Hydraulic Fracture in Weak Permeable Rock
November 29, 2022 | 1:30 PM - 2:30 PM (EST)
Engineering Terrace Room 253
414 Schapiro CEPSR, 530 West 120th Street
New York, NY USA
PROF. EMMANUEL DETOURNAY
Department of Civil, Environmental, and Geo-Engineering
University of Minnesota
Abstract: Models of hydraulic fractures in conventional reservoirs assume that Carter’s leak-off law —the leak-off rate is proportional to the inverse of the square root of the time elapsed since exposure to fracturing fluid — is applicable. The validity of Carter’s leak-off law stems from the cake-building properties of the fracturing fluid. In some situations where water is essentially the fracturing fluid, Carter’s leak-off law can also be justified (through a reinterpretation of the leak-off coefficient) as an early-time solution of the diffusion equation. However, in water flooding operations of very permeable poroelastic reservoirs, the fracture propagates in a region where the pore pressure perturbations caused by injection of water is quasi-stationary. The talk will present the construction of a new class of solutions for hydraulic fractures propagating under these particular conditions. In particular, the existence of two asymptotic fracture propagation regimes is demonstrated: rock-flow dominated at small time and fracture-flow dominated at large time. The timescale that legislates the transition between the small and large time asymptotic regimes is shown to be a strongly nonlinear function of a dimensionless injection rate. The rock-flow dominated regime is characterized by an increasing injection pressure while the fracture-flow dominated regime is associated with an injection pressure decreasing with time. The peak injection pressure takes place during the transition between the two regimes.

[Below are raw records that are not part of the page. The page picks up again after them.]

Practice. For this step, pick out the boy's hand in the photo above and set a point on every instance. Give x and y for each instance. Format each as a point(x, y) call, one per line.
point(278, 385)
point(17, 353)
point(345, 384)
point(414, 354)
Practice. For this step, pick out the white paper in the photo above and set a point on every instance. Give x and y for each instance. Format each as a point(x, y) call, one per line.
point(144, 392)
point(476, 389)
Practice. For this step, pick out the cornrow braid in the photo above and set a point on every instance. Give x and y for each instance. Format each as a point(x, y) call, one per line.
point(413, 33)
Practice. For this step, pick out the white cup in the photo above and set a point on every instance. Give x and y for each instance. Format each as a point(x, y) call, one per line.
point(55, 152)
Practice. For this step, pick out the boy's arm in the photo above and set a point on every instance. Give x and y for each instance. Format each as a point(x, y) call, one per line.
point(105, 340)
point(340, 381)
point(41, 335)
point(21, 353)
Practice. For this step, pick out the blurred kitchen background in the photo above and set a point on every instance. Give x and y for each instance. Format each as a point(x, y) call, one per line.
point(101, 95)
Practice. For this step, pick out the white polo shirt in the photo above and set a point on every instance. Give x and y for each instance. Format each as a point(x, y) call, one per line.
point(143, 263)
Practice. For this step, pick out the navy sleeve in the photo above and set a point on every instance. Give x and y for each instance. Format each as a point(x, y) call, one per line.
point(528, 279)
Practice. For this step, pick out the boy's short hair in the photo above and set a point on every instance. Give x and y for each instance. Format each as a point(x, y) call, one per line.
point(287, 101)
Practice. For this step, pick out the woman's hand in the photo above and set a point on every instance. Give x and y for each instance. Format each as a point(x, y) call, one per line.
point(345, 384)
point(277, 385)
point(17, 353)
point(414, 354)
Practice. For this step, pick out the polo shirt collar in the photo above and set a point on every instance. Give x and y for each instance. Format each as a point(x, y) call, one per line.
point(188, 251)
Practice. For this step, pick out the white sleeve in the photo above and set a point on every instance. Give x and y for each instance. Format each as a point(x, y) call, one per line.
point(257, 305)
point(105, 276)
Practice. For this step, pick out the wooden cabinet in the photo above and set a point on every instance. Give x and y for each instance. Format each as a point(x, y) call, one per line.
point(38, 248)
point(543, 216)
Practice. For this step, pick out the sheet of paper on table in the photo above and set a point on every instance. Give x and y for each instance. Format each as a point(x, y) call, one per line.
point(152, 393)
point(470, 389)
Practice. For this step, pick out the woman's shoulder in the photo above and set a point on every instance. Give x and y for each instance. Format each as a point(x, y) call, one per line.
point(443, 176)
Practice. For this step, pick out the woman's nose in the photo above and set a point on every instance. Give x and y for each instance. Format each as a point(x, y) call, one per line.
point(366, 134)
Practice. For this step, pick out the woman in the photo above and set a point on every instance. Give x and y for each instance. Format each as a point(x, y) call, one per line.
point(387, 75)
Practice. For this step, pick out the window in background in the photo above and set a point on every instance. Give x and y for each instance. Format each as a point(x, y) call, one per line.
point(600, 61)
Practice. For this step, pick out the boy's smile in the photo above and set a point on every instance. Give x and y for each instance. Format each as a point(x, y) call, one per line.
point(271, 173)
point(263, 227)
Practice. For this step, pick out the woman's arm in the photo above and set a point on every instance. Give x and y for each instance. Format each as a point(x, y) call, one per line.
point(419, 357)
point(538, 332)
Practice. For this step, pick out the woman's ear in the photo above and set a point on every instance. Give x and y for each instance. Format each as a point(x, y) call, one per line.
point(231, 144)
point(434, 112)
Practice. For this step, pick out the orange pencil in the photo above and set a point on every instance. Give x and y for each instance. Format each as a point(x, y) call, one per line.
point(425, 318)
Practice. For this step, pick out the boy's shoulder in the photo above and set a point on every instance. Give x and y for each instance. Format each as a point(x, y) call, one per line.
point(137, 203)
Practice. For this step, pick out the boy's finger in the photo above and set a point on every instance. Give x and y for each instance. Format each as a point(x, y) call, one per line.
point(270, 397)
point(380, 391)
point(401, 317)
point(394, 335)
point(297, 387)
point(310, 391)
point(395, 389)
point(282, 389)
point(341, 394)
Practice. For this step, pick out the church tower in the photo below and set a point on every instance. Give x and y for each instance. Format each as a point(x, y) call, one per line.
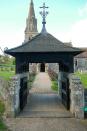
point(31, 24)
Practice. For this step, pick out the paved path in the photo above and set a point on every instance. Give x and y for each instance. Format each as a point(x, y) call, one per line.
point(46, 124)
point(42, 84)
point(44, 112)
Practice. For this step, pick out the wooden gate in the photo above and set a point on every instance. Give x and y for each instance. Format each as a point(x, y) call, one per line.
point(66, 94)
point(23, 92)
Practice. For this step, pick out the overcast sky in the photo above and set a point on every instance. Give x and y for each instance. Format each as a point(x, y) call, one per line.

Bio: Emmanuel Detournay is currently the Theodore W. Bennett Chair Professor in Mining Engineering and Rock Mechanics in the Department of Civil, Environmental, and Geo- Engineering of the University of Minnesota (UMN). He holds a mining engineering degree from the University of Liège, Belgium and MSc and PhD degrees in Geoengineering from the UMN. Prior to joining the UMN faculty in 1993, he held various positions in consulting companies (Itasca, Minneapolis, MN; Agbabian Associates, El Segundo, CA) and in R&D (Dowell-Schlumberger, Tulsa, OK; Schlumberger, Cambridge, England). His expertise is in petroleum geomechanics, with two current research focuses: drilling mechanics (bit/rock interaction, self-excited drilling vibrations, drillstring/borehole interaction, and directional drilling) and mechanics of fluid-driven fractures (asymptotic analysis, scaling, numerical modeling). He has co-authored about 140 papers in refereed publications. He has also been awarded 8 U.S. patents and has received several scientific awards for his work. In 2016, he was elected into the U.S. National Academy of Engineering.